YouTube Data Collection and Coordinated Network Analysis
440K videos, 40M comments, 1.6K channels harvested via the YouTube Data API on Vertex AI and stored in BigQuery, used to study coordinated cross-platform link-sharing.
What we built and how.
The team collected YouTube video engagement and interaction data and analysed it to uncover coordinated inauthentic behaviour, measuring the influence of cross-platform link-sharing. Demonstrating the importance of studying these inauthentic interactions to teams at YouTube resulted in a 5× increase to the API rate limit granted to the project.
The pipeline begins with data collection from tweets containing YouTube URLs, followed by data cleaning to remove invalid URLs and extract video IDs, and data expansion using the YouTube Data API to retrieve comment data.
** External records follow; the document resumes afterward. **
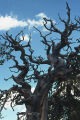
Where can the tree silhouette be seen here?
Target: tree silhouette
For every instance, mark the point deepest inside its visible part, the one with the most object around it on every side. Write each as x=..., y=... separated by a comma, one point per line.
x=62, y=68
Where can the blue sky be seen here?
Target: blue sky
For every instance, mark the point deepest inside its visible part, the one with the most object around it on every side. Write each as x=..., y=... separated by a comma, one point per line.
x=17, y=14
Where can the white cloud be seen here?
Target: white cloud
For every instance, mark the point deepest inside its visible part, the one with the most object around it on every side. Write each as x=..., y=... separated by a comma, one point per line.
x=25, y=37
x=37, y=22
x=8, y=22
x=32, y=89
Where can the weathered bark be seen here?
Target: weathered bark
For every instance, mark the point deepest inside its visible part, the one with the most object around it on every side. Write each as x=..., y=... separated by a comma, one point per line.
x=37, y=111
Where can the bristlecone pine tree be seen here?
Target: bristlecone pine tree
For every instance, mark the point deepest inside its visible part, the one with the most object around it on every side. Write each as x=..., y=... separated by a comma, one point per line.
x=63, y=69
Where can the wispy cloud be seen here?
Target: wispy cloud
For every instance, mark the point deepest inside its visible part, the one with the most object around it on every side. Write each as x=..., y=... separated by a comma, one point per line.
x=41, y=15
x=8, y=22
x=37, y=22
x=25, y=37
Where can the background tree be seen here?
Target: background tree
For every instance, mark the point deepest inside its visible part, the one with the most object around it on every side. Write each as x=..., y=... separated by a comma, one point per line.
x=62, y=69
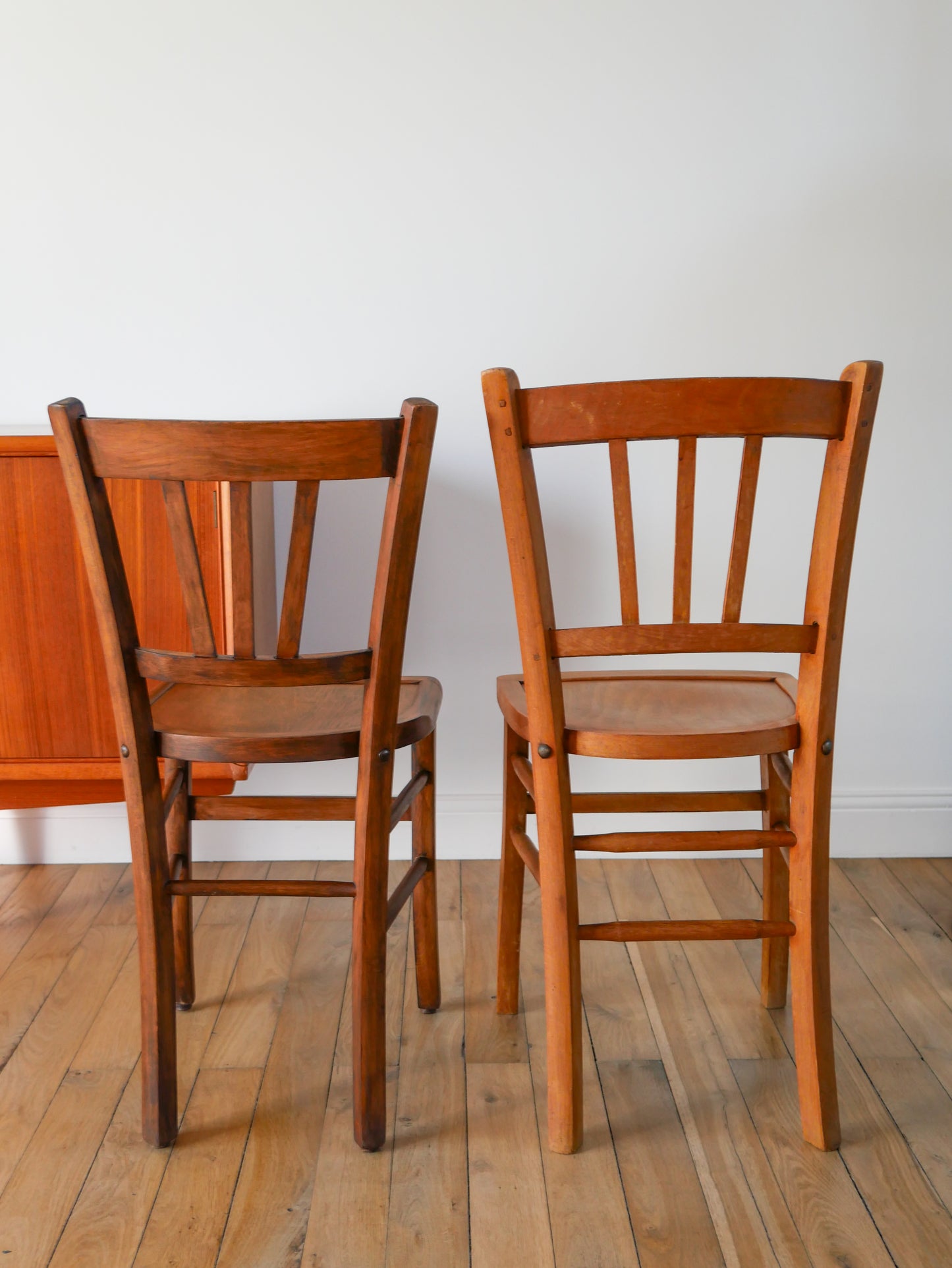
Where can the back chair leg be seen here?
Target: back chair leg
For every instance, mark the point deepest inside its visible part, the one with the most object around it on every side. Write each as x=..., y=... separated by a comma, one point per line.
x=154, y=922
x=513, y=873
x=426, y=942
x=775, y=952
x=562, y=956
x=369, y=962
x=178, y=831
x=809, y=962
The resulting dataset includes video IDs, comments, author details, like counts, and published dates. Asynchronous API requests scale from 10K to 50K per day, managed by Vertex AI, with data transformation from CSV to Parquet and storage in BigQuery.
The collected dataset encompasses 440K videos, 40M comments, 1.6K channels, and 28K playlists, spanning 82 countries with 152.9 billion total views. The data supports filtering by video count, subscriber count, and country, with visualisations generated in Looker Studio.
The project employs network plots to represent user-video interactions: users and videos are nodes, comments form the connecting edges, and the size of each node visually communicates the recency of the comment, with larger nodes for earlier comments and smaller nodes for delayed ones, offering insights into engagement patterns over time.